Egypt asks IMF to loan $4.8 billion

Egypt asks IMF to loan $4.8 billion

CAIRO - Reuters
Egypt asks IMF to loan $4.8 billion

Egypt’s PM Qandil announces the country needs an IMF loan for reforms.

Egypt has finished revising an economic reform plan needed for a $4.8 billion IMF (International Monetary Fund) loan, the prime minister said on Feb. 13, but he did not say when the government might return to negotiations with the fund.

Egypt’s government signed a preliminary agreement for the urgently needed loan in November, but the formal signing was delayed after political turmoil forced it to postpone a number of austerity measures necessary for a deal.

Prime Minister Hisham Kandil said the government had now finished drawing up a revised reform program, basing changes on recommendations from a national dialogue that had been held with different interest groups.

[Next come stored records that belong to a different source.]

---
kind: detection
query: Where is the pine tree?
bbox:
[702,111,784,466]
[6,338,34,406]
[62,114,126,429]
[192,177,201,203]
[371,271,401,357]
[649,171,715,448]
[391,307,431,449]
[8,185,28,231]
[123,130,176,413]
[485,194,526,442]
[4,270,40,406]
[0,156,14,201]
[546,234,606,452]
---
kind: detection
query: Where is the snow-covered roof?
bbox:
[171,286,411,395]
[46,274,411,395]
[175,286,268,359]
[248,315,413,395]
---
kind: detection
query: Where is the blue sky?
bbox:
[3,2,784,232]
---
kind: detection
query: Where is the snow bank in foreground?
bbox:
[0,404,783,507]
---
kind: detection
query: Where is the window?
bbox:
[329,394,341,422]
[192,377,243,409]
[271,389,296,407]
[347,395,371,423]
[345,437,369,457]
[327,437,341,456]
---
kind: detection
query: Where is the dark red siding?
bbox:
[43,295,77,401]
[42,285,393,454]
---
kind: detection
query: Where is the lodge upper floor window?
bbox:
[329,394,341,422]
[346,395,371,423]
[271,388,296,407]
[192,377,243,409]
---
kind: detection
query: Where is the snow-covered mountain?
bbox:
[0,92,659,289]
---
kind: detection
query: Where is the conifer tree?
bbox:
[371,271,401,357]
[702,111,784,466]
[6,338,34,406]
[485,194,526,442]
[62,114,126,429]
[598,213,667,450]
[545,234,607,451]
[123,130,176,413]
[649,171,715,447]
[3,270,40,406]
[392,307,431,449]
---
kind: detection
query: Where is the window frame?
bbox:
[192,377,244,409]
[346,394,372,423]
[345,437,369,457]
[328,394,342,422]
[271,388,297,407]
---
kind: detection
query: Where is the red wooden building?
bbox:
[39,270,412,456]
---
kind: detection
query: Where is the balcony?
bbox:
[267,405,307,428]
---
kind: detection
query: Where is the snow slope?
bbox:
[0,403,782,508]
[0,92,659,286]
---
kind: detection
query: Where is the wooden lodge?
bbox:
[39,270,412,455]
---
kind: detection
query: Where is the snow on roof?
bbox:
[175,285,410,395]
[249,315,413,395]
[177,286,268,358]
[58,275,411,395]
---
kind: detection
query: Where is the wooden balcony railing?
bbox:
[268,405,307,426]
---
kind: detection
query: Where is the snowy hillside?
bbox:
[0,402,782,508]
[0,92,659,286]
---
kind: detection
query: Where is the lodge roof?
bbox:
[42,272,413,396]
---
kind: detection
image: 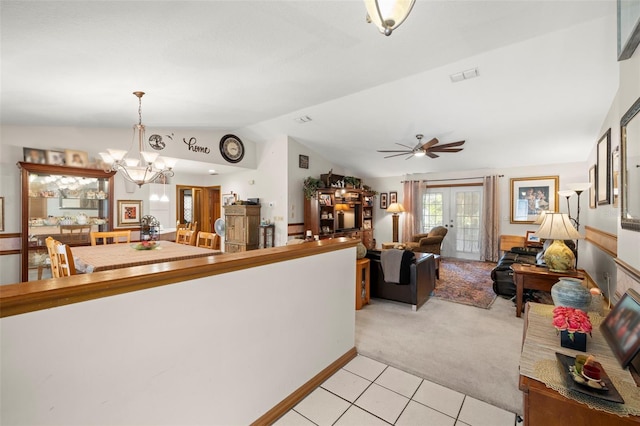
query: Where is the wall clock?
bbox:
[219,134,245,163]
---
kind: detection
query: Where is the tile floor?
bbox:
[274,355,519,426]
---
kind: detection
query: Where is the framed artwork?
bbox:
[319,194,332,206]
[597,129,611,205]
[612,146,620,208]
[23,147,46,164]
[46,150,66,166]
[389,191,397,204]
[589,165,597,209]
[525,230,542,247]
[117,200,142,227]
[380,193,388,209]
[600,289,640,368]
[222,193,237,206]
[0,197,4,232]
[299,154,309,169]
[65,149,89,168]
[510,176,559,224]
[618,0,640,60]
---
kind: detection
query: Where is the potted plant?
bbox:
[344,176,360,188]
[552,306,592,351]
[303,177,323,199]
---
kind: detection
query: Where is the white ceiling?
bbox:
[1,1,620,178]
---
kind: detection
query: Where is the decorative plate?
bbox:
[555,352,624,403]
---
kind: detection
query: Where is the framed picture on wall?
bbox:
[389,191,397,204]
[117,200,142,227]
[600,289,640,368]
[380,193,388,209]
[589,165,597,208]
[597,129,611,205]
[509,176,559,223]
[298,154,309,169]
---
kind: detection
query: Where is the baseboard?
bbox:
[251,346,358,425]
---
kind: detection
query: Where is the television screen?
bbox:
[600,289,640,369]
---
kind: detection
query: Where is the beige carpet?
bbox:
[355,296,524,415]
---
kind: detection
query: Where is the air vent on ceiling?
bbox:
[450,67,479,83]
[294,115,313,124]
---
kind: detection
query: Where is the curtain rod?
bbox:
[401,175,504,183]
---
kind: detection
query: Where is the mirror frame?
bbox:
[621,96,640,231]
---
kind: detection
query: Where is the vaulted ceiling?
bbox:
[1,1,619,178]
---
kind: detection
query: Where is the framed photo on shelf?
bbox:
[600,289,640,368]
[510,176,559,224]
[389,191,397,205]
[525,230,542,247]
[597,129,611,205]
[117,200,142,227]
[46,150,66,166]
[589,165,597,209]
[23,147,46,164]
[65,149,89,168]
[222,193,237,206]
[380,193,388,209]
[319,194,332,206]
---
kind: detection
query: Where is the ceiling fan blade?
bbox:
[396,142,416,149]
[420,138,439,150]
[429,148,464,153]
[378,150,413,153]
[384,152,414,159]
[426,152,439,159]
[405,154,415,160]
[431,140,465,149]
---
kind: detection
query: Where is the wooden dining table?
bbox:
[72,241,220,273]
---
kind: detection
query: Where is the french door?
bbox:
[421,186,483,260]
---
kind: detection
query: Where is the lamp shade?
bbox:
[535,213,582,240]
[364,0,416,36]
[387,203,405,214]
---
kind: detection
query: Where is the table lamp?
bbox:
[387,202,405,243]
[535,212,582,272]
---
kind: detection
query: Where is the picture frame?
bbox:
[319,194,332,206]
[600,289,640,368]
[618,0,640,61]
[23,147,46,164]
[46,150,66,166]
[510,176,559,224]
[65,149,89,168]
[612,146,620,208]
[597,129,611,205]
[389,191,397,205]
[299,154,309,169]
[0,197,4,232]
[222,193,237,206]
[380,193,388,209]
[117,200,142,227]
[589,165,597,209]
[525,230,542,247]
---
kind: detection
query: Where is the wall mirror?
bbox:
[621,96,640,231]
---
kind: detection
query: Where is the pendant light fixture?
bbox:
[364,0,416,36]
[100,92,177,187]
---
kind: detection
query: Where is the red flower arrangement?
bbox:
[552,306,592,341]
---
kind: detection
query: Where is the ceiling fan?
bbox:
[377,134,465,159]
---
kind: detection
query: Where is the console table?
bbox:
[520,303,640,425]
[512,264,585,317]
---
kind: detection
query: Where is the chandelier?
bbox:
[100,91,177,187]
[364,0,416,36]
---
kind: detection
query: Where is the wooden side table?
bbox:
[356,258,370,310]
[511,263,585,317]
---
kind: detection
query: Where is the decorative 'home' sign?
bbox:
[183,137,210,154]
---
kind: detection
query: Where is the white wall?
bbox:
[0,247,356,424]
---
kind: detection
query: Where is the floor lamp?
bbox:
[557,182,590,266]
[387,203,405,243]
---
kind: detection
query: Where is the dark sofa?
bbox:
[366,249,436,311]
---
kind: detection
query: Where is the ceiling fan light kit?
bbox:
[377,134,466,160]
[364,0,416,36]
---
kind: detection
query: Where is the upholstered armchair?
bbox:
[404,226,448,254]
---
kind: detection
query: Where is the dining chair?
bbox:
[176,229,195,245]
[45,236,76,277]
[177,220,198,232]
[196,231,217,249]
[58,224,92,245]
[90,230,132,246]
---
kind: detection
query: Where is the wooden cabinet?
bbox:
[224,205,261,253]
[303,189,375,249]
[18,162,115,282]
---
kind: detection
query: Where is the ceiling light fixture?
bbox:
[99,92,177,187]
[364,0,415,36]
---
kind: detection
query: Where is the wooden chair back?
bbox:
[58,224,92,244]
[176,221,198,232]
[90,230,132,246]
[196,231,218,249]
[45,236,76,278]
[176,229,196,245]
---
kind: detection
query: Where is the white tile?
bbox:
[322,368,372,402]
[374,366,422,398]
[334,405,390,426]
[294,387,350,426]
[273,409,316,426]
[343,355,387,381]
[396,400,456,426]
[412,379,465,418]
[354,383,409,424]
[457,396,516,426]
[455,421,472,426]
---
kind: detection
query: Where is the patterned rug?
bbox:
[434,258,498,309]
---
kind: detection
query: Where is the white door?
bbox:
[421,186,483,260]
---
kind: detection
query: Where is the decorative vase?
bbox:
[560,329,587,352]
[356,242,367,259]
[551,277,591,311]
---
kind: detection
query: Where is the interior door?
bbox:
[422,186,483,260]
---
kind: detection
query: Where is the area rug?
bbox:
[434,258,497,309]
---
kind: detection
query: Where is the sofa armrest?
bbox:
[411,233,429,243]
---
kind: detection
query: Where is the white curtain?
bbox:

“The new revised program has been finished,” he said in a televised interview with MBC Masr, without giving further details.

Kandil said the government was in touch with the IMF by email, but when he was asked whether it was true there were difficulties in getting loan negotiations restarted, he said: “Definitely ... (But) we won’t go back to zero.”

Egypt opposition leader Mohamed ElBaradei on Feb. 12 called for a national consensus to secure the loan and save the country from economic collapse.